Rick Bowmer / AP
Tuesday, Sept. 24, 2013 | 11:30 a.m.
SALT LAKE CITY — A Utah man accused of plotting a deadly attack on a luxe outdoor shopping center in the heart of Salt Lake City this week told investigators he planned to "just randomly shoot and kill people."
Jack Harry Stiles, 42, told a crisis counselor he was preparing to "kill as many people as possible" on Wednesday because it marked the anniversary of his mother's death, authorities said.
Jail records show Stiles was booked into the Salt Lake County jail Monday and remains there on $1 million bail. The Salt Lake Legal Defender's Office said he didn't have an attorney yet.
Court documents show Stiles didn't have any weapons but was planning to buy two guns with silencers and stock up on ammunition.
His motive was unclear, but he may suffer from a mental disorder, prosecutor Sim Gill said.
"Hopefully as we go through the process, we'll get a little more clarity on that," Gill told The Salt Lake Tribune. "People who do need help fall through the cracks. Our mental health system is in absolute crisis."
Stiles planned to open fire at City Creek shopping center, the $1.7 billion centerpiece of Salt Lake City that spans two city blocks, charging documents say.

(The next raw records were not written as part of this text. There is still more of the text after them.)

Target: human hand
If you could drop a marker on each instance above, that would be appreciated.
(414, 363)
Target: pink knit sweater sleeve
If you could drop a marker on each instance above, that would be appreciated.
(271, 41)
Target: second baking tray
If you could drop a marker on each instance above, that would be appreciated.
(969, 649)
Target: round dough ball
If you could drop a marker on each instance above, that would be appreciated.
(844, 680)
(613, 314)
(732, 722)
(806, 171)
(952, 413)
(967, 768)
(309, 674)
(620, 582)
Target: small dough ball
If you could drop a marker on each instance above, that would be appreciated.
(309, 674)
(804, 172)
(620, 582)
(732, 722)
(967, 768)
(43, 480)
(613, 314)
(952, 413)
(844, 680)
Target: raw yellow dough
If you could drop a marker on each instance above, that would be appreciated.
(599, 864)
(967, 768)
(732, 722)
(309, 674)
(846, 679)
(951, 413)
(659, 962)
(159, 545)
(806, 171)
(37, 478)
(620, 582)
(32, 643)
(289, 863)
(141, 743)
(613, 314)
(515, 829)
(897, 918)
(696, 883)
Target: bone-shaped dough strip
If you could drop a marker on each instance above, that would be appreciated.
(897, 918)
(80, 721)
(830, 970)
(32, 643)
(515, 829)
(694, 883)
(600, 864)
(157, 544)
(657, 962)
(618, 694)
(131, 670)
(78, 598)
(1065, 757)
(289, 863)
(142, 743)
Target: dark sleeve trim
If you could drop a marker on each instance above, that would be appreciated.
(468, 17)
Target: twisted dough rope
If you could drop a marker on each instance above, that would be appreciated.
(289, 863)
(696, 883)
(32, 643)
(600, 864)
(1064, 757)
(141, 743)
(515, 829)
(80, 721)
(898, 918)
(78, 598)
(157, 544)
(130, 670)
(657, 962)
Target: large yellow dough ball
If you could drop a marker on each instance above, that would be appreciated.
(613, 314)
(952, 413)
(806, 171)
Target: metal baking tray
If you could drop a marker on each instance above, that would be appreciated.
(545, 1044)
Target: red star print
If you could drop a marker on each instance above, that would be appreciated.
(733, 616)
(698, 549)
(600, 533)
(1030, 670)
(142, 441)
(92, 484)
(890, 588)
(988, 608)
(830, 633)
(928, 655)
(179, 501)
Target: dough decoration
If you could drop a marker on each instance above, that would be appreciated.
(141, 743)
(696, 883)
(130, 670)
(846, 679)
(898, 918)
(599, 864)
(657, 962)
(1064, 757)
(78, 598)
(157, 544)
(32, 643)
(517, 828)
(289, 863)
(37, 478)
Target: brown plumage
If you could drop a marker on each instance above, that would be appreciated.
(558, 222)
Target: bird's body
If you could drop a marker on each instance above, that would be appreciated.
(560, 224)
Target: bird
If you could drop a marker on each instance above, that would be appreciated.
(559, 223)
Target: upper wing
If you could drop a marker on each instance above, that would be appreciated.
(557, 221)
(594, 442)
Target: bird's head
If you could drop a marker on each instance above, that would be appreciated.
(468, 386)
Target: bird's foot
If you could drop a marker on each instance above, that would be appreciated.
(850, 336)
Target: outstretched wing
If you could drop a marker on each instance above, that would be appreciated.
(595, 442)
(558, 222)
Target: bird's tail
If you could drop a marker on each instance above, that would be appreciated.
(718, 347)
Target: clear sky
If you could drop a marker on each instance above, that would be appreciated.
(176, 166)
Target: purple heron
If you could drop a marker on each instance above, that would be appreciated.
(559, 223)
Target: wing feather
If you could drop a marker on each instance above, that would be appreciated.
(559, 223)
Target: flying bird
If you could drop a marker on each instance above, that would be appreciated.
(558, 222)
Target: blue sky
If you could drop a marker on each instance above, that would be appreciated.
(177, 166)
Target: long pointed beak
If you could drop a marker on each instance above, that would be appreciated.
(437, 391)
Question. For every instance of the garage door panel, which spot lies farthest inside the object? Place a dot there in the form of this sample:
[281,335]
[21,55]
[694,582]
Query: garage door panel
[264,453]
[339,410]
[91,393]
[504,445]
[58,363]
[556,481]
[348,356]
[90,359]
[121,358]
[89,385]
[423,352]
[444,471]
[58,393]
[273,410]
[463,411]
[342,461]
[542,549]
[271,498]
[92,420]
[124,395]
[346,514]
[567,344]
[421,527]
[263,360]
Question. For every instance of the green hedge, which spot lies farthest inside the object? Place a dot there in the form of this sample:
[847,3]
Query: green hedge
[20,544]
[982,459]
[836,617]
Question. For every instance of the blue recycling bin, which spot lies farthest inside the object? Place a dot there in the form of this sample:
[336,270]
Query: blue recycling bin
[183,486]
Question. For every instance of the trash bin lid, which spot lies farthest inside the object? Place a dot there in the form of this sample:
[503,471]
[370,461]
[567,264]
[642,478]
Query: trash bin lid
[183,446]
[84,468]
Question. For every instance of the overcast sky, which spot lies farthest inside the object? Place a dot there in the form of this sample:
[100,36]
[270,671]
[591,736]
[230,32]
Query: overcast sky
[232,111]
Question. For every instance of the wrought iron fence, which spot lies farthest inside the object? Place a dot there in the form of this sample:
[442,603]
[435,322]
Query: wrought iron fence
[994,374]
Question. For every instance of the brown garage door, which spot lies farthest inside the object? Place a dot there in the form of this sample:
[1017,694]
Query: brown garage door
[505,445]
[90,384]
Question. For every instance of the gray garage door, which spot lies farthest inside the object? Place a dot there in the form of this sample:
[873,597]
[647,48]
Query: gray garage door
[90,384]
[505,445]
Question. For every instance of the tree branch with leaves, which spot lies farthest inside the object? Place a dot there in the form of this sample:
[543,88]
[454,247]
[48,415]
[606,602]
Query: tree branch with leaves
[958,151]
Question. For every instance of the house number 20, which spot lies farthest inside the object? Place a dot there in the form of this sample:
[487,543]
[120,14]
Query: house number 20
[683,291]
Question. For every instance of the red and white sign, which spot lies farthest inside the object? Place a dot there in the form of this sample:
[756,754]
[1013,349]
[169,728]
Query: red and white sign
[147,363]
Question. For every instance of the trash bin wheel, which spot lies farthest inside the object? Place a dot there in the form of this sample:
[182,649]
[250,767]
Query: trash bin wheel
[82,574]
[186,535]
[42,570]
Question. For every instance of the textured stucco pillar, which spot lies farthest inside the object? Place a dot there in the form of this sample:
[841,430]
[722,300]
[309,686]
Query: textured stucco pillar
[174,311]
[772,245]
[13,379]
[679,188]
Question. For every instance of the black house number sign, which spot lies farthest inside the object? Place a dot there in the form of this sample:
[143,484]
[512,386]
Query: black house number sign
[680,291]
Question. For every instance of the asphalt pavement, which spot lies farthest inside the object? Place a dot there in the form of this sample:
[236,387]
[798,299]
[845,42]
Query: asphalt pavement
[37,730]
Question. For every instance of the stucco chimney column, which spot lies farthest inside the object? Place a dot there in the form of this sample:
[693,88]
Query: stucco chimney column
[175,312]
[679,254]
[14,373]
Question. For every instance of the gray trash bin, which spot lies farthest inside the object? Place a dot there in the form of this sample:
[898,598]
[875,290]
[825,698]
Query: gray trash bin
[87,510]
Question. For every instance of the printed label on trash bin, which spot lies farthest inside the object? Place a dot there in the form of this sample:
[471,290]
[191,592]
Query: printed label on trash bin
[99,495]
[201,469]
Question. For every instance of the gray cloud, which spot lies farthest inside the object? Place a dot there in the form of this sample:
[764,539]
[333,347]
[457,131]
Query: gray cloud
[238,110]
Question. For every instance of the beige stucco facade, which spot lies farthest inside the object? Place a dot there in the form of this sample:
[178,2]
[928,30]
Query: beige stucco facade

He also told investigators he planned to shoot "people's heads off" at a movie theater across town, and then wire a bomb underneath a transit bus.
His plan was to carry five extra magazines, and he had "scoped and mapped out the best spots" for hiding to "kill the most amount of people," authorities said.
Charging documents don't say why Stiles wanted to do it, whether he offered a reason, or why the anniversary of his mother's death was a motivating factor.
Police first learned of the plan Aug. 12 when a West Valley police officer was dispatched to Pioneer Valley Hospital by a crisis worker. The charging documents do not say why Stiles was at the hospital.
The crisis worker handled the situation correctly, said Barry Rose, who manages Salt Lake County's crisis line at the University of Utah's Neuropsychiatric Institute. Confidentiality goes out the window when somebody makes a credible threat to hurt others, he said.
"There is a duty to warn," Rose told The Associated Press. "It is a requirement that we all live with."
Investigators couldn't say whether Stiles was capable of carrying out his plan, but took the threat seriously.
"The thing that gave us concern was the amount of planning and detail," Gill told KSL-TV.
Court records show Stiles had a run-in with Utah Transit Authority in October 2011 when he was charged with theft of services. Stiles failed to appear in court on the charge, was arrested on a warrant and booked in jail for a time. Most recently, he planned to fight the charge at a trial.
Associated Press writer Brady McCombs contributed to this story.